I have a friend or two who can manage Easter. They decorate the eggs, bake the goodies, organize the hunt and all. I even have one totally capable friend who goes to church on Palm Sunday and makes pancakes for Mardi Gras! Usually Easter finds me stapling construction paper swiped from school into a box-like shape to make a basket and going out to buy a candy bar or two to put in it. I've even had to use real grass for the lining. But this year Easter was done right at my house. It was because my mom came to visit with Cadbury eggs, baskets, cute Beanie Babies, fake grass, an egg-dying kit, plastic eggs, Hershey kisses and jellybeans! My sole contribution was buying the only white eggs in the store (imported from America) and boiling them.
After a sweet, two-kid egg hunt in the morning and coffee cake for breakfast, we continued to celebrate the occasion by going to the Giant Buddha, Po Lin Monastery and The Wisdom Path. Hong Kong is known for its very specific superlatives (e.g. the world's longest road-and-rail suspension bridge built in the last quarter of the twentieth century), so this Buddha is very precisely, the world's tallest outdoor, seated, bronze Buddha. It has two hundred and seventy-eight stairs to the base of it according my boy's count. Another fun thing about it is you can take a 25 minute long cable car (gondola) ride to get to it. Luckily for us it had re-opened in January after being closed for 8 months for repairs because a couple of the cars fell off last year.
You can only go to the base of the Buddha for free. In order to go inside to one of the higher tiers you have to pay. But the fee is not for going in; what you have to buy is a meal or snack ticket to the nearby vegetarian restaurant. We didn't buy a ticket, but I've read it's actually pretty good food.
While we were up there we started to hear chanting/singing from the monastery nearby. Though it wasn't nearly the call to prayer, it was still compelling. It was a beautiful monastery and lots of people were lighting incense of all sizes in the courtyards. I'd been to lots of temples in Korea and was bored silly with them, but with the prayers loud enough to feel in your bones and the heavy incense smoke, it was all quite other-worldly.

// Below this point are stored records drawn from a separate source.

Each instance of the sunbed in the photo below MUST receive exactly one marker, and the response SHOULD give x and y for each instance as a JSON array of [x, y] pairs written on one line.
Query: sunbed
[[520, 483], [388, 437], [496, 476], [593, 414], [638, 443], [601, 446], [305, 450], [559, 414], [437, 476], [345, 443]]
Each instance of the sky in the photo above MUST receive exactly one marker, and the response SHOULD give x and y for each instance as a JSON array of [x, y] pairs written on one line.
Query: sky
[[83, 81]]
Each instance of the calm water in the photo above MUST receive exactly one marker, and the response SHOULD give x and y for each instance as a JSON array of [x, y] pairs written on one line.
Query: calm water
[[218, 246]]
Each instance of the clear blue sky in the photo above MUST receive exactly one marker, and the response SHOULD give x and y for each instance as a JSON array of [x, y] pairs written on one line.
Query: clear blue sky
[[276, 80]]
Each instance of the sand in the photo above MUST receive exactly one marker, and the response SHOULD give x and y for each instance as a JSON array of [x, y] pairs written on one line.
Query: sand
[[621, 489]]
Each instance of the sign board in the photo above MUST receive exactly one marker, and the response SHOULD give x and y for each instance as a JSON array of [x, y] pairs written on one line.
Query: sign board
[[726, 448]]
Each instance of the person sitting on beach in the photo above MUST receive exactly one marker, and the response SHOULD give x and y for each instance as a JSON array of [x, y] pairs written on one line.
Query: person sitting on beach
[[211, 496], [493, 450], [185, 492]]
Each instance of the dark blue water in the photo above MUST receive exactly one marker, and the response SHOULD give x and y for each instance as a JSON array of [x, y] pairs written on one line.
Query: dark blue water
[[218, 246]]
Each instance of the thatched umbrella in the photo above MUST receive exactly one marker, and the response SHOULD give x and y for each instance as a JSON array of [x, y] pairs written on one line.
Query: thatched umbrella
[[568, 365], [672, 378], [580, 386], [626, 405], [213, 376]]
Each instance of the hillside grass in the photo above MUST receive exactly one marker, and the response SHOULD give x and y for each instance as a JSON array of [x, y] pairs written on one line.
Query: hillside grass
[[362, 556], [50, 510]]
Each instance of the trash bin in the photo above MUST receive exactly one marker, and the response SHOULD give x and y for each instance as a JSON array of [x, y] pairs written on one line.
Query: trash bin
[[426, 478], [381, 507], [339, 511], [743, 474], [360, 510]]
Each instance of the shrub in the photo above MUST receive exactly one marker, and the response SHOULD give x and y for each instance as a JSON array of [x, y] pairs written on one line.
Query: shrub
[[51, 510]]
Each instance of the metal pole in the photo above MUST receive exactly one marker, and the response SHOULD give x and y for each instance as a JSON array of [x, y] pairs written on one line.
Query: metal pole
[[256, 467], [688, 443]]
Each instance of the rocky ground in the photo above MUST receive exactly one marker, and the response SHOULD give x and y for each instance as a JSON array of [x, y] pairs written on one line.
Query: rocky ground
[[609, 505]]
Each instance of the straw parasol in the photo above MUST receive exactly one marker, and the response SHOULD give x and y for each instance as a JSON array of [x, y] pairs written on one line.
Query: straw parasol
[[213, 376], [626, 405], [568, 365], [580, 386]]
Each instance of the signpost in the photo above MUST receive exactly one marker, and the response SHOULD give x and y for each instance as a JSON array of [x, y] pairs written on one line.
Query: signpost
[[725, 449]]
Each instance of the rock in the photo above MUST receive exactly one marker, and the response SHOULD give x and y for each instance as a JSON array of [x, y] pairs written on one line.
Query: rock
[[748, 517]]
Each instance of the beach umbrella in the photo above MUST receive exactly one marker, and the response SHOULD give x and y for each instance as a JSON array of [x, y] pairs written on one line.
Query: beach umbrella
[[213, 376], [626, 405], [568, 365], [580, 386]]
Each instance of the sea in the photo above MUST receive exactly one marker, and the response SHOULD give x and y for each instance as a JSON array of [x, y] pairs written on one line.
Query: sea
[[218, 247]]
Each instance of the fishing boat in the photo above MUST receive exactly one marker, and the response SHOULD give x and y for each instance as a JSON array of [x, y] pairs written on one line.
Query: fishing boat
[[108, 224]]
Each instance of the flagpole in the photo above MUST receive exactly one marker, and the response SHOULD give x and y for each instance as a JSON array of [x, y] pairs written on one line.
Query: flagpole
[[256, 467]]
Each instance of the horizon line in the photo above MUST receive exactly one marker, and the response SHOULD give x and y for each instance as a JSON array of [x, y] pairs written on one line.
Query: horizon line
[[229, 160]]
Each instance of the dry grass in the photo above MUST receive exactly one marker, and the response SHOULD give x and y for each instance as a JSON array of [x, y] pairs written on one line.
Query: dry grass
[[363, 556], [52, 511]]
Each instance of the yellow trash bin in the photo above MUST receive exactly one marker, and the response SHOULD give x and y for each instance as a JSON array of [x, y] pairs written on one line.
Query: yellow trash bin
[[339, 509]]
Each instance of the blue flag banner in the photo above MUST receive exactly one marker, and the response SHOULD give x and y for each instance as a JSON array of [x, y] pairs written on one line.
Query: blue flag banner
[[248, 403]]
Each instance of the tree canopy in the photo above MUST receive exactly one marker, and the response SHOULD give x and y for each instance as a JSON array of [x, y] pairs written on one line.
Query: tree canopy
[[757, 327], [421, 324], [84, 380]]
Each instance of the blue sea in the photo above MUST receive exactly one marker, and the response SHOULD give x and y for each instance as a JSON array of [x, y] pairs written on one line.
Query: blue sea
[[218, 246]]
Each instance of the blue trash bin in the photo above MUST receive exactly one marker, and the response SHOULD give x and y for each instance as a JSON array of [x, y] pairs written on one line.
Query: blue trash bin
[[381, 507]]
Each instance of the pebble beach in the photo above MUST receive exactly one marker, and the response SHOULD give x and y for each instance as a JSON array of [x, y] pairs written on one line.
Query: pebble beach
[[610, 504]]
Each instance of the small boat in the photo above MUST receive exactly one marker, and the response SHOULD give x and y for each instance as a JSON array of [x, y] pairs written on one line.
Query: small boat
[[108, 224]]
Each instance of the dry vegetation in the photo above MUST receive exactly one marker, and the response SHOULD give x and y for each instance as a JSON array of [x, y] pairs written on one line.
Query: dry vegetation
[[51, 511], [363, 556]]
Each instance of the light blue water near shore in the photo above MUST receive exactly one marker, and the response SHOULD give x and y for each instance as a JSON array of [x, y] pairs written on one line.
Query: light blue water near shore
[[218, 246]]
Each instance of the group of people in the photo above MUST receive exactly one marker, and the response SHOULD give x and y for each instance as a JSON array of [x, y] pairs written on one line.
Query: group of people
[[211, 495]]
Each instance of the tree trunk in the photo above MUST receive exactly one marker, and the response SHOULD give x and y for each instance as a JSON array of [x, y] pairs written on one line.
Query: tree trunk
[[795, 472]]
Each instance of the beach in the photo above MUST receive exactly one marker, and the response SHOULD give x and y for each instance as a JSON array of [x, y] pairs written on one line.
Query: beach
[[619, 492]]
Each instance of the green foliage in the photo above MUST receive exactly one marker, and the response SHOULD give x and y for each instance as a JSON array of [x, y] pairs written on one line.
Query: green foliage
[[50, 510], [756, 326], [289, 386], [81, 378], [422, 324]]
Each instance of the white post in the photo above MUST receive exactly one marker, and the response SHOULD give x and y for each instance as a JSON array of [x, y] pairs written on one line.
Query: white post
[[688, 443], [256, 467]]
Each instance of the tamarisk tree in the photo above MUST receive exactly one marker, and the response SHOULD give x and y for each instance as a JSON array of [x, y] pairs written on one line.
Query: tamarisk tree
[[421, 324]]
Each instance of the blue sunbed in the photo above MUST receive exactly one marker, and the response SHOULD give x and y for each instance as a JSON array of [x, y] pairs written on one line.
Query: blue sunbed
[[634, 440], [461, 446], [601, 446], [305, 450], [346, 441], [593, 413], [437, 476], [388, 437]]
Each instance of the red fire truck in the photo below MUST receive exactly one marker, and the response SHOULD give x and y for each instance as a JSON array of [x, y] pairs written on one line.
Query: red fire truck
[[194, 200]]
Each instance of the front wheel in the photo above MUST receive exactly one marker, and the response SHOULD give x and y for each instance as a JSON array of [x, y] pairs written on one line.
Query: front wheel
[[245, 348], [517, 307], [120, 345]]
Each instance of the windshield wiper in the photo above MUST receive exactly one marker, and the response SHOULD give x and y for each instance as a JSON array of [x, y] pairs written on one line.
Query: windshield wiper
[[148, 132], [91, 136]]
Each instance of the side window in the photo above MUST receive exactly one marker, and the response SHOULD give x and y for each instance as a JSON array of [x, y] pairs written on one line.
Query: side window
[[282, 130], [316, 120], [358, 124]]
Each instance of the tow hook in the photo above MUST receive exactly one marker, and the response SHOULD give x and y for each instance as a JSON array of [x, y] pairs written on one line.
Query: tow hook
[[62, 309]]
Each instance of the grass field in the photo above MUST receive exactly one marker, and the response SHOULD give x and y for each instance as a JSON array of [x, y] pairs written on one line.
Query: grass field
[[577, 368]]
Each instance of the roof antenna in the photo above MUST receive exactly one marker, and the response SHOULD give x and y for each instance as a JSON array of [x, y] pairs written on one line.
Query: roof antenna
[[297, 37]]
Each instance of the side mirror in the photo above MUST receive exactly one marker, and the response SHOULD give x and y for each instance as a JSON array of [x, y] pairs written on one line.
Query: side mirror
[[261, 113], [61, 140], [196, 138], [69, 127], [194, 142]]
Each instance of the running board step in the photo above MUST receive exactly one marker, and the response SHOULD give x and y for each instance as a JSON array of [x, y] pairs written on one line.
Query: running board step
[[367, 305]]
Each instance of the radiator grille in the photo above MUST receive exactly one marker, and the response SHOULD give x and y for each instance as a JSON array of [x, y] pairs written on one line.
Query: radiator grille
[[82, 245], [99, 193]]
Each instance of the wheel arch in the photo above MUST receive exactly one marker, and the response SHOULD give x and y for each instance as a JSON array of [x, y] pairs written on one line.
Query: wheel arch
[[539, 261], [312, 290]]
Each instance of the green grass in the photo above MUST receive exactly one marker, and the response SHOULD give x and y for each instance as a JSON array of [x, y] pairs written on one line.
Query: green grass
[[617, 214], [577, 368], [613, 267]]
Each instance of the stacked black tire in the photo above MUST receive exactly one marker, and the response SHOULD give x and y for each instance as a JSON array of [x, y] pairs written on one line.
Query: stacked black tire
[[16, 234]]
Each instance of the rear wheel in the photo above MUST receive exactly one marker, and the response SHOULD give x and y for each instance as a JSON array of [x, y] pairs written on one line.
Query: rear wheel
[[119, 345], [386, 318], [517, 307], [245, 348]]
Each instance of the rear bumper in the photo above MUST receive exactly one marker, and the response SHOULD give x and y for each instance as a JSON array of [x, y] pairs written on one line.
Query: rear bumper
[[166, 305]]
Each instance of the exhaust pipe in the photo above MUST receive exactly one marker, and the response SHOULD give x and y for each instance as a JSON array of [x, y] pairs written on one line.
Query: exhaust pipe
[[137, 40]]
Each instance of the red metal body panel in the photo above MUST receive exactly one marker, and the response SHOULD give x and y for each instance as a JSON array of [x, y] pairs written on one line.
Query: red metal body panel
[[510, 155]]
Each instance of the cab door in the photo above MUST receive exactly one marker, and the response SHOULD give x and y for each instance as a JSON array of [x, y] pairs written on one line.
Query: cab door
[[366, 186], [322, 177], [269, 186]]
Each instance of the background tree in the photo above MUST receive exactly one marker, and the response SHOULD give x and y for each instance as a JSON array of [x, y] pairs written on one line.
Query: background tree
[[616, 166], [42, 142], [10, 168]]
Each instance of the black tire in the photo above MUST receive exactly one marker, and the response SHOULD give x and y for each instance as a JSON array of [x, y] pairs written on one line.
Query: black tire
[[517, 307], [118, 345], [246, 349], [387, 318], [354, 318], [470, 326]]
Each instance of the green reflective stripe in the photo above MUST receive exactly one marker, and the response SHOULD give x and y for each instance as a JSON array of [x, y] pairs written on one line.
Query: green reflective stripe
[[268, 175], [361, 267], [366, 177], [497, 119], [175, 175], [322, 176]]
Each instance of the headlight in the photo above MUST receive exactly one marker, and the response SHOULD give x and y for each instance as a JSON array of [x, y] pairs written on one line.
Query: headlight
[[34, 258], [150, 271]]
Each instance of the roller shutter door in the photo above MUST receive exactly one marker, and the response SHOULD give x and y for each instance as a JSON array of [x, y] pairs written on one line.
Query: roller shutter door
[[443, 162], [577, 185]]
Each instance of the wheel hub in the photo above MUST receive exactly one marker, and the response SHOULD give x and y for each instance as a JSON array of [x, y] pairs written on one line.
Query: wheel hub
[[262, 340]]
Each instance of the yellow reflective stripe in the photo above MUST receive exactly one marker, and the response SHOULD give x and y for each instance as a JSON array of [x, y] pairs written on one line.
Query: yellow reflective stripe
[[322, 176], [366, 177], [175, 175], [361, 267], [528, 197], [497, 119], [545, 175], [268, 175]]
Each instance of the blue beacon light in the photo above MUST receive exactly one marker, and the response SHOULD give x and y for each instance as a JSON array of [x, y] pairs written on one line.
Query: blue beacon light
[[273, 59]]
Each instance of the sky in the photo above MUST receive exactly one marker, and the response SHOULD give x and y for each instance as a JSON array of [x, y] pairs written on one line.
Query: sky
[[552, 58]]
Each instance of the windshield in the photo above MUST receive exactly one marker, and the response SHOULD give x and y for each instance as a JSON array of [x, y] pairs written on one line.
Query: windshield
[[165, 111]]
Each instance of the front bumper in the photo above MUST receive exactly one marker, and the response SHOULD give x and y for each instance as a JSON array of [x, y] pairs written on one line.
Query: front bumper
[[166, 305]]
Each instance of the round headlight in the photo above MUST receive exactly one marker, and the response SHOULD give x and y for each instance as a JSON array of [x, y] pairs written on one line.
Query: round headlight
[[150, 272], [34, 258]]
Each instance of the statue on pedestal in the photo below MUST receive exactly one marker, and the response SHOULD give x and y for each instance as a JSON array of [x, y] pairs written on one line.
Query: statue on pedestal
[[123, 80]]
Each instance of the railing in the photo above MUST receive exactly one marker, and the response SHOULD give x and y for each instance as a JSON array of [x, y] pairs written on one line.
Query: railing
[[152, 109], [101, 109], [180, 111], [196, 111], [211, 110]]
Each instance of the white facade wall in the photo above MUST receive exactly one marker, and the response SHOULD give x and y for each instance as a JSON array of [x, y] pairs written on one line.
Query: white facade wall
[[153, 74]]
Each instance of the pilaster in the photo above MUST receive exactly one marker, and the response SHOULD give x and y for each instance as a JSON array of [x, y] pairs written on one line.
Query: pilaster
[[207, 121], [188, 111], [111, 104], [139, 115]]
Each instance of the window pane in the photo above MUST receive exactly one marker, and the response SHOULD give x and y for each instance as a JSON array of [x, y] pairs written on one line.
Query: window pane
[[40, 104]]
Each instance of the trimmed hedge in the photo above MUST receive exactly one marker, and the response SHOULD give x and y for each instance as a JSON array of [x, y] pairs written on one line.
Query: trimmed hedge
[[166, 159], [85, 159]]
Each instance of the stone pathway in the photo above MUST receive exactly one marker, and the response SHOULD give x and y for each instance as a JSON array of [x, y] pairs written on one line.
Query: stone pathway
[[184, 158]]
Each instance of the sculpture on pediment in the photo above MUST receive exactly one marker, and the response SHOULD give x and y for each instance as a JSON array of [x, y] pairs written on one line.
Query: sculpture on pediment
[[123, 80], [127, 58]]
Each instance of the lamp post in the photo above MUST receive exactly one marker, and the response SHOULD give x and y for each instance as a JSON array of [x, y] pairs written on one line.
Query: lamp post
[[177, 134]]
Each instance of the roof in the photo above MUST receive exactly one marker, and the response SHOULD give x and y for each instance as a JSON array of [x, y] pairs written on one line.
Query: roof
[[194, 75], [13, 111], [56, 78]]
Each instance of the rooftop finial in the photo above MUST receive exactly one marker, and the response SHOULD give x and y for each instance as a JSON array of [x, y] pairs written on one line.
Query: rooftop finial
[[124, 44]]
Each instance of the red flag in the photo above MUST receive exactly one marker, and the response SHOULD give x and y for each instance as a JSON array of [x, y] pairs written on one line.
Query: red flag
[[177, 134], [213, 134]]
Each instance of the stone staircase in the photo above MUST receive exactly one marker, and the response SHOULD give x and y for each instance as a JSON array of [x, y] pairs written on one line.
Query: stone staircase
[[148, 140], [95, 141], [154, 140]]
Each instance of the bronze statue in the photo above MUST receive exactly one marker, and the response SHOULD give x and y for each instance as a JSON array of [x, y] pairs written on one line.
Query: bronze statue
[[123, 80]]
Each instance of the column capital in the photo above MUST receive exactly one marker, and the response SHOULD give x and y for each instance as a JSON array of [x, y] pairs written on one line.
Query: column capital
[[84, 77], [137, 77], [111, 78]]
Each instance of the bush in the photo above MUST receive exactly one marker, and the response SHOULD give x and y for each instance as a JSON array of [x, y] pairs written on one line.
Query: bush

Nearby was the Wisdom Path which is described as "an outdoor replica of the centuries-old Heart Sutra, one of the world's best-known prayers that is revered by Confucians, Buddhists and Taoists alike. The sutra is displayed on wooden pillars placed in the form of an infinity sign to symbolize the immeasurable splendour of achieving emptiness." Despite that description, the pillars were dappled with moss and bark and looked like they belonged on those hills against that grey sky.